Summary: "Show them your valiance. Show them — you are not a place for the faint of heart." Rose Tyler has always created herself. When two familiar words make a sudden reappearance, she finds that even bad wolves can be good. Ten/Rose, hints of multi!Doctor/Rose.

Just a little what-if, if Bad Wolf had stayed.

Disclaimer: I don't own Doctor Who.


Stars

a man might befriend a wolf, even break a wolf, but no man could truly tame a wolf. – george r. r. martin


It starts with a fortune-teller.

He takes her to a street fair in the thirty-third century, on a planet she's already forgotten the name of. He wanders off with the excuse of hunting down a part for the TARDIS, leaving her with an unlimited amount of credits and absolutely nothing to spend them on.

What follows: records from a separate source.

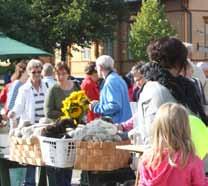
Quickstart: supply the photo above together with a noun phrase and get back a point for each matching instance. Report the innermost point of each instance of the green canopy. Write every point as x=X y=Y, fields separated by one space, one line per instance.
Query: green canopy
x=12 y=49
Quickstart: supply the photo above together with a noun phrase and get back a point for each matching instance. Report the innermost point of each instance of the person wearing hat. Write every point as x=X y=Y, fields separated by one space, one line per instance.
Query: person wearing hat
x=91 y=88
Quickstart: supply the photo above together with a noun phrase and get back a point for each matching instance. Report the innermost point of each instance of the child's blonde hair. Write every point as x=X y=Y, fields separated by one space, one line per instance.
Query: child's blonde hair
x=171 y=132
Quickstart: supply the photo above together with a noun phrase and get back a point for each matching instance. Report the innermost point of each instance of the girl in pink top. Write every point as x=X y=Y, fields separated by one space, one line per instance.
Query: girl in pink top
x=171 y=160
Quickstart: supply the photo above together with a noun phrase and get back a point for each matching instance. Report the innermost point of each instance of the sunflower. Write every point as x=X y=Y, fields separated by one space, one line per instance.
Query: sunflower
x=75 y=105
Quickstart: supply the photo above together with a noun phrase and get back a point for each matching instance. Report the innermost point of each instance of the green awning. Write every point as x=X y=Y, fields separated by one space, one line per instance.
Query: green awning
x=12 y=49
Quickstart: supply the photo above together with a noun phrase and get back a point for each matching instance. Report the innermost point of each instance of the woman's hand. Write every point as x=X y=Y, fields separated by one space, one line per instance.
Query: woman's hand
x=92 y=103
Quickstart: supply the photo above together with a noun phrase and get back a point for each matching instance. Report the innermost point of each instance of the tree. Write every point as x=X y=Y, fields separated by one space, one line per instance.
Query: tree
x=149 y=24
x=78 y=21
x=51 y=23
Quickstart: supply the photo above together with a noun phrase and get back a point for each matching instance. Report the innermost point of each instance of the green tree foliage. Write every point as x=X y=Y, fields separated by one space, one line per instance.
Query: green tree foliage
x=151 y=23
x=51 y=23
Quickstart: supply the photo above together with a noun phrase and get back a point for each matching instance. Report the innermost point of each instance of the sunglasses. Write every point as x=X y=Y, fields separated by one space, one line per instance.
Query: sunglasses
x=36 y=72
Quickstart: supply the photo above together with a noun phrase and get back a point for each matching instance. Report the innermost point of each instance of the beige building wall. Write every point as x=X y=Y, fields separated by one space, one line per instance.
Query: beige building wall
x=177 y=16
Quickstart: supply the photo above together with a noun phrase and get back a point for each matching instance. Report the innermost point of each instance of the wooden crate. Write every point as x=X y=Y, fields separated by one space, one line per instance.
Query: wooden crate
x=101 y=156
x=26 y=151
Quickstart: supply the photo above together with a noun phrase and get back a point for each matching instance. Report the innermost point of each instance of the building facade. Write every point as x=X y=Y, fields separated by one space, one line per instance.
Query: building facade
x=188 y=17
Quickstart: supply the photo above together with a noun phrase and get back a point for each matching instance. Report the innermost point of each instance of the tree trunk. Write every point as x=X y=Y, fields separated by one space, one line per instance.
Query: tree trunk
x=63 y=50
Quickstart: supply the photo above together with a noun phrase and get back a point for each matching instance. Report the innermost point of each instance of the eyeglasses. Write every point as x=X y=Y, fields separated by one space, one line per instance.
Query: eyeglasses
x=36 y=72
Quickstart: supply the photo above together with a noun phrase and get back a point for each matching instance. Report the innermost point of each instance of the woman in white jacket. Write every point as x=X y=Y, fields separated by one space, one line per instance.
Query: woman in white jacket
x=29 y=105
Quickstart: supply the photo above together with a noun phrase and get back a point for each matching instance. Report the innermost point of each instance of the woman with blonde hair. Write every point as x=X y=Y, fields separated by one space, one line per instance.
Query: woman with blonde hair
x=172 y=155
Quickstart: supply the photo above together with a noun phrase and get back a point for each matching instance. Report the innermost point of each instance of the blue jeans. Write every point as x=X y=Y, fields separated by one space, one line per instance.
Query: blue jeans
x=30 y=176
x=59 y=176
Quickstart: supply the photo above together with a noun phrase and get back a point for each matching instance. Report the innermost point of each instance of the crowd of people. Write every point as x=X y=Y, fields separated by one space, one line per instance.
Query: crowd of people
x=165 y=89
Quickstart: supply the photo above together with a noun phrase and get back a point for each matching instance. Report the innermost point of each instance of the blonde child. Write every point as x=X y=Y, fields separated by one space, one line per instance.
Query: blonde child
x=171 y=161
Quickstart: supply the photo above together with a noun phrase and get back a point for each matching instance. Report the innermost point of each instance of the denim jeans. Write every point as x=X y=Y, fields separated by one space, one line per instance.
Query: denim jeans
x=59 y=176
x=30 y=176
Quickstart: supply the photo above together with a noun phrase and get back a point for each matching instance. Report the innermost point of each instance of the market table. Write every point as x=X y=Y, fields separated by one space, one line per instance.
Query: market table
x=6 y=164
x=132 y=148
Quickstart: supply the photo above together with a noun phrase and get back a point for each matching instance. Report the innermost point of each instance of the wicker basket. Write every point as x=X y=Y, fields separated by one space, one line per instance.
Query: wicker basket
x=26 y=151
x=100 y=156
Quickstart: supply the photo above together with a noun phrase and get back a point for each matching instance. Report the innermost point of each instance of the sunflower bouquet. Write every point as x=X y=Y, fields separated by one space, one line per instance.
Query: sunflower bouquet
x=75 y=106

That's when she finds the tent.

Really, she doesn't believe in fortune-tellers, has always brushed them off as charlatans. But there's something in the old, humanoid woman's rheumy gray eyes that draws her in, compels her to take a seat and listen a spell. Six credits for a palm reading, she says, and the blonde across from her plays along good-naturedly.

Long, spindly fingers run across the heartlines on her hand, pausing only when she hits the lines crawling up towards her index finger. "You're afraid," the woman murmurs after a moment, still tracing one particular line, back and forth, back and forth.

"Of what?"

Cloudy gray eyes lift to meet hers, clearing for just a fraction of a moment before they go back to normal. "Of the Big Bad Wolf, of course."

Rose stares at the fortune-teller for only half a second more before she snatches her hand back, feeling hot. She slams the needed credits down on the table before stalking away on shaking legs.

Charlatans, she thinks. All of them.


There's something in the alien's eyes that yank at her nerves. Like it's seeing straight through her, into the depths of her heart and the farthest reaches of her soul, into the places she's tried so hard to hide, the places that have tried so hard to hide from her.

"Look," the thing murmurs, from within its cage, some sort of deep understanding crossing its face, "Inside your eyes; you've seen it too."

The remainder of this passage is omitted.